I'm extremely not a Thailand expert, so may be *way* off here. But some caveated random thoughts. Among the most autonomous political militaries in Asia these days are Thailand, Pakistan, Myanmar. Each has a very different pattern of influence/rule right now:
1. Thailand as de facto military rule with very limited facade (PM was junta leader!). The striking thing to me about Thai mil. politics is its *extraordinary* factionalism alongside its continual influence. Many others factional militaries get sidelined eventually.
The obvious answer is its ties to the monarchy, which provides various kinds of resources that put the military in a distinctive political place compared to comparative cases, where we might expect a civilian party to maneuver into a dominant position (but I cd easily be wrong)
I just think about the fates of ABRI/TNI during and then soon after New Order Indonesia and AFP in '80s Philippines, in which factionalism opened up space for civilian/party actors to make lasting power plays, as a comparison. It's good to have a "network monarchy" on your side.
2. Pakistan has a far more cohesive military establishment that is aligned with a civilian party and exercises extensive power even without the kinds of formal/constitutional military prerogatives we see in places like Myanmar.

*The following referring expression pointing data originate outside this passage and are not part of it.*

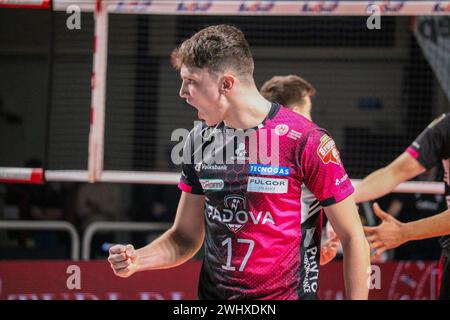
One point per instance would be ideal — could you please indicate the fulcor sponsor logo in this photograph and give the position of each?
(281, 129)
(267, 185)
(327, 150)
(212, 184)
(215, 167)
(320, 6)
(256, 6)
(263, 169)
(194, 6)
(311, 280)
(387, 6)
(339, 181)
(235, 214)
(441, 7)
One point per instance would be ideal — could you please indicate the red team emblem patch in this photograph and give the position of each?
(327, 151)
(281, 129)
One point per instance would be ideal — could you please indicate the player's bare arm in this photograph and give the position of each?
(392, 233)
(174, 247)
(384, 180)
(346, 222)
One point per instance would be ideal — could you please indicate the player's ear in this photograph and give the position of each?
(226, 83)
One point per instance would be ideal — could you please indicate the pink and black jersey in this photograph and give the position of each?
(253, 212)
(431, 147)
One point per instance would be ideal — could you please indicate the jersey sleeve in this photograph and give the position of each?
(433, 144)
(323, 171)
(189, 181)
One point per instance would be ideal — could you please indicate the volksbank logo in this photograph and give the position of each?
(204, 166)
(267, 185)
(263, 169)
(212, 184)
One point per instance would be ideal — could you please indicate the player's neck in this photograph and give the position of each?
(247, 110)
(303, 111)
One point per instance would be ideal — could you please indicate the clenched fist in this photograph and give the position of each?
(123, 260)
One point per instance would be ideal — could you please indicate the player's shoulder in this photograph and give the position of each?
(295, 121)
(441, 122)
(200, 129)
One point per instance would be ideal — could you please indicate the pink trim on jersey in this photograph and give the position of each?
(412, 152)
(184, 187)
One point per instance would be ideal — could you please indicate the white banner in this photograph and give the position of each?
(266, 7)
(38, 4)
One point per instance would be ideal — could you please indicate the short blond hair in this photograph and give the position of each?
(287, 90)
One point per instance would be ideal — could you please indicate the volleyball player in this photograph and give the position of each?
(247, 212)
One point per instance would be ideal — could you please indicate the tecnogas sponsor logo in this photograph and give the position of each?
(256, 6)
(320, 6)
(235, 215)
(262, 169)
(267, 185)
(212, 184)
(387, 6)
(214, 167)
(327, 150)
(194, 6)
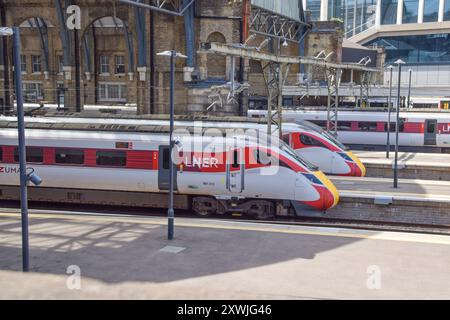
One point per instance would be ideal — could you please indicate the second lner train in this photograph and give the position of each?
(308, 140)
(93, 163)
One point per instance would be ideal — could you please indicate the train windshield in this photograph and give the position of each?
(289, 151)
(324, 133)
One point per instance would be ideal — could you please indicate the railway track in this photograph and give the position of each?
(294, 221)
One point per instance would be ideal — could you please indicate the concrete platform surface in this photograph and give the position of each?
(129, 257)
(407, 188)
(405, 158)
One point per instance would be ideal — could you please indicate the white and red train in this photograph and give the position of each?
(416, 129)
(307, 140)
(129, 165)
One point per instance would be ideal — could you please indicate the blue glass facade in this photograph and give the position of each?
(431, 10)
(357, 15)
(410, 11)
(447, 10)
(388, 11)
(418, 49)
(314, 7)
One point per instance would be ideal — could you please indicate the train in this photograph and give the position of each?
(307, 140)
(416, 129)
(128, 165)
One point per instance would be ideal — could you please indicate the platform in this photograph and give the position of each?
(414, 202)
(129, 257)
(430, 166)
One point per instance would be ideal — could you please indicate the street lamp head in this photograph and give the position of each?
(169, 53)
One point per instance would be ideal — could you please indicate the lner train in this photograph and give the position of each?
(309, 141)
(416, 129)
(129, 165)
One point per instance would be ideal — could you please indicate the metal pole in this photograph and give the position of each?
(388, 143)
(77, 73)
(409, 88)
(22, 150)
(170, 212)
(397, 126)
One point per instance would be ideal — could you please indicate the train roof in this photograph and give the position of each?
(372, 116)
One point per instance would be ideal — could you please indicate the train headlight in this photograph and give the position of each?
(312, 178)
(345, 156)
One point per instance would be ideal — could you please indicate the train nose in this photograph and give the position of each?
(357, 168)
(328, 193)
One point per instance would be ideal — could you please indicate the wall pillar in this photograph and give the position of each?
(323, 10)
(378, 13)
(420, 11)
(441, 10)
(399, 11)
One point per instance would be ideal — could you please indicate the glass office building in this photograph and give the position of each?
(415, 44)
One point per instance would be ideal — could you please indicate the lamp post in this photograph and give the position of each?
(409, 89)
(388, 142)
(399, 64)
(24, 177)
(170, 212)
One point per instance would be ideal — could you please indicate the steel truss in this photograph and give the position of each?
(275, 75)
(365, 79)
(270, 24)
(276, 69)
(333, 82)
(172, 7)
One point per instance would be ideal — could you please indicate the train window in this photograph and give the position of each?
(111, 158)
(431, 127)
(367, 126)
(69, 156)
(34, 155)
(235, 159)
(166, 159)
(262, 157)
(310, 141)
(401, 126)
(344, 126)
(320, 123)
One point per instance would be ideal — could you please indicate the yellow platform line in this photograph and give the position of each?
(358, 234)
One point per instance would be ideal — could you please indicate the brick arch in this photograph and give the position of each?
(122, 12)
(21, 19)
(216, 64)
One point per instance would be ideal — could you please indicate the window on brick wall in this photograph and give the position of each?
(120, 64)
(36, 64)
(23, 63)
(32, 91)
(112, 92)
(59, 60)
(104, 64)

Cohesion is not perfect, but *comparatively* high.
A blend of war-fighting preparation, internal cohesion, corporate/financial/institutional network reaching out into retired ranks, US/PRC backing, and extensive political manipulation skills/self-justifying narratives. Creates huge challenges to real lasting democratic transition
Not a great comparison in lots of ways, but reminds me a bit of Egypt - large military-corporate-state complex full of retired generals and ability to stay influential even after losing direct power. Vs. a case like Turkey, where civilian party able to shatter military autonomy.

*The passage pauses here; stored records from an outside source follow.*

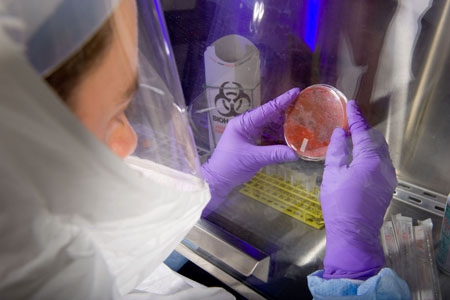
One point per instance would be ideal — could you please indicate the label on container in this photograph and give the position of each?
(232, 75)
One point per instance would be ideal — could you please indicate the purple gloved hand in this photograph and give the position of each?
(237, 158)
(355, 194)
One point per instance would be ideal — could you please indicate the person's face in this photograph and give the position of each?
(105, 92)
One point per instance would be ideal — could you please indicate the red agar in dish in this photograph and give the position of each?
(311, 119)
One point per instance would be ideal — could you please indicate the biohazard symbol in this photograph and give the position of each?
(231, 100)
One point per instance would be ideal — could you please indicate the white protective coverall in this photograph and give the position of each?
(76, 221)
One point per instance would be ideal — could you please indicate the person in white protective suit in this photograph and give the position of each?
(99, 177)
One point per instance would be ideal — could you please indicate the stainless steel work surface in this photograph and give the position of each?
(391, 56)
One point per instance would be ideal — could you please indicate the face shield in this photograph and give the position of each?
(85, 84)
(135, 61)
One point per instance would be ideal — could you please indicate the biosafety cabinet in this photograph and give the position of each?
(393, 57)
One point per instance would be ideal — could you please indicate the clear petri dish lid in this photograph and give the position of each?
(311, 119)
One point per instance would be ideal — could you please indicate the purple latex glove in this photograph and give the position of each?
(355, 194)
(237, 158)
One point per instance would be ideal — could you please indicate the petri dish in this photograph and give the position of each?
(311, 119)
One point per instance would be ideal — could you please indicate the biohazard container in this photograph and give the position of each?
(311, 119)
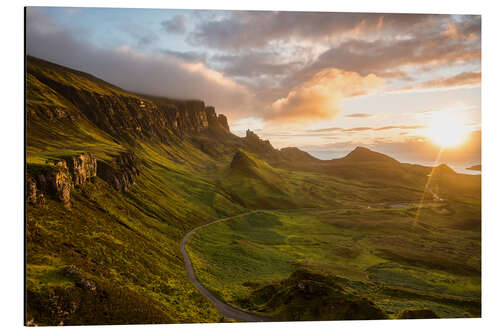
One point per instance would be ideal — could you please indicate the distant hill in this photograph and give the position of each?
(115, 180)
(475, 167)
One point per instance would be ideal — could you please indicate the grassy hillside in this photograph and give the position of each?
(376, 253)
(105, 249)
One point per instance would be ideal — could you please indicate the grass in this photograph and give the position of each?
(114, 257)
(230, 257)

3. Myanmar's tatmadaw shares relative cohesion with Pakistan, and some economic empire in common with both TH and PK. But much more formalized "red lines" established via direct institutional control of key ministries, even with AASK in formal power. Explicitly a hybrid regime.
Suggestive of the strength of the military during the transition - built its favored rules of the game directly into the constitution (including set-aside seats), backed by cohesive coercive force. Very very difficult to challenge in a Pakistan 2007-8/1968-9-esque way.
No idea what any of this means, but a reminder hopefully that 1) military politics hasn't gone away and 2) the subtleties and variations across praetorian militaries matter a lot in understanding the nature of their political power.
Plus 3) way more room for South/Southeast Asia comparisons of military politics (please spare me more India-Pak. comparisons - crucial for understanding path to 1958 but politically incommensurable since;
Indian retired generals seem to spend much of their RT-ing inspirational memes on twitter, while Pakistani retired generals help operate a sprawling parastatal establishment)
4) both the PL and TH militaries can chug along in the background even when hostile civilians are in charge, which is hugely important, but the sources of their political staying power seem quite different.
*PK* not PL.
5) compare 2 edited volumes:
2001, “Coercion and Governance: The Declining Political Role of the Military in Asia” sup.org/books/title/?i…
vs.
2011, “The Political Resurgence of the Military in Southeast Asia” amazon.com/Political-Resu…
(To be crystal-clear, I’d much rather have retired generals chilling on twitter than staffing a deep state)
6) The Thai monarchy's power seems to make that case sui generis; not any of your standard post-colonial civ-mil trajectories. But is that right - are there actually vaguely-plausible comparable cases?